A third initiative I implemented was a vision retreat mid-semester.  At this retreat, I shared my vision for Student Affairs and invited feedback.  The vision has been informed by conversation from our opening retreat and interactions with individual staff members, along with my own aspirations.  Our current draft reads: Student Affairs will lead the institution in excellent student development and support delivered through a lens of inclusion and with a customer-service approach. We will do this through strong collaborative relationships within and outside our division.  This vision frames our definition of great which we will operationalize over the coming months (Collins, 2005).

The second personal development goal was to build trust and confidence in the Student Affairs division, specifically with Athletics.  To inform my work in this area, I engaged in the Social Capital exercise and discovered that I have been cultivating meaningful relationships with coaches for many years.  We have implemented two initiatives that I believe are rebuilding trust and confidence.  First, we instituted wellness coaching through our Wellness Center.  This coaching helps students who need extra guidance in executive function, goal setting, and time management.  Our counselors reached out to the head football coach who mandated wellness coaching for his first year players with low GPAs.  The communication and follow through between the two departments is commendable and is strengthening trust.  Secondly, my micro-change project highlighted awareness campaigns and outreach to coaches and we have found that they are more likely to make referrals now.  An even better benefit is that they are partnering with CARE allowing us to leverage their social capital with students to get those students connected to campus resources.

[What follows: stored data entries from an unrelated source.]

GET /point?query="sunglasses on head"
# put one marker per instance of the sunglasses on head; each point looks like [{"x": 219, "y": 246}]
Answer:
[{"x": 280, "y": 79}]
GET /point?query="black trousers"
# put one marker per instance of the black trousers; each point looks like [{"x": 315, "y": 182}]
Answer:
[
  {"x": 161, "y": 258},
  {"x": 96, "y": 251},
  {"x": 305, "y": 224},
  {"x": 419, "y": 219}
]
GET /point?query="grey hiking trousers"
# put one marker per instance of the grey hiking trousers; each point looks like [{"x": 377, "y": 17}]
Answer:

I have intentionally trying to exhibit Level 5 leadership in the face of the coronavirus pandemic (Collins, 205).  Our students may be mostly home, but they need us more than ever.  They are struggling with the transition to online learning, they are angry about having to do normal things in the face of everything abnormal, they are frightened, their home environments are not supportive, they are grieving tradition, ritual, campus celebrations, and friends.  I am wholly committed to this work.  I hope this is evidenced in the ongoing, consistent, and compassionate communication coming from me and my team.  I hope this is evidenced in the way Student Affairs is leading this response as one collective team.  I hope this is evidenced in the way we make ourselves available to each other and to students.  I know that faculty and coaches are watching our response. I can’t help but think of Schein’s (2017) assertion that leaders have the capacity to shift culture in the way they respond to crisis.  “When an organization faces crisis, the manner in which leaders and others deal with it reveals important underlying assumptions and often creates new norms, values, and working procedures” (Schein, p. 190).  I believe the underlying assumptions being revealed are:

  • Collaboration is essential to our success
  • Supporting students is paramount
  • We can and will adapt to newly identified needs
  • Student Affairs will lead this work
I would never wish a pandemic on any leader within the first six months on the job.  That said, I see this as an opportunity to build trust and confidence in my division and to develop my identity as a level 5 leader for my team.  This is a transformative moment in my leadership, the results of which are only beginning to manifest.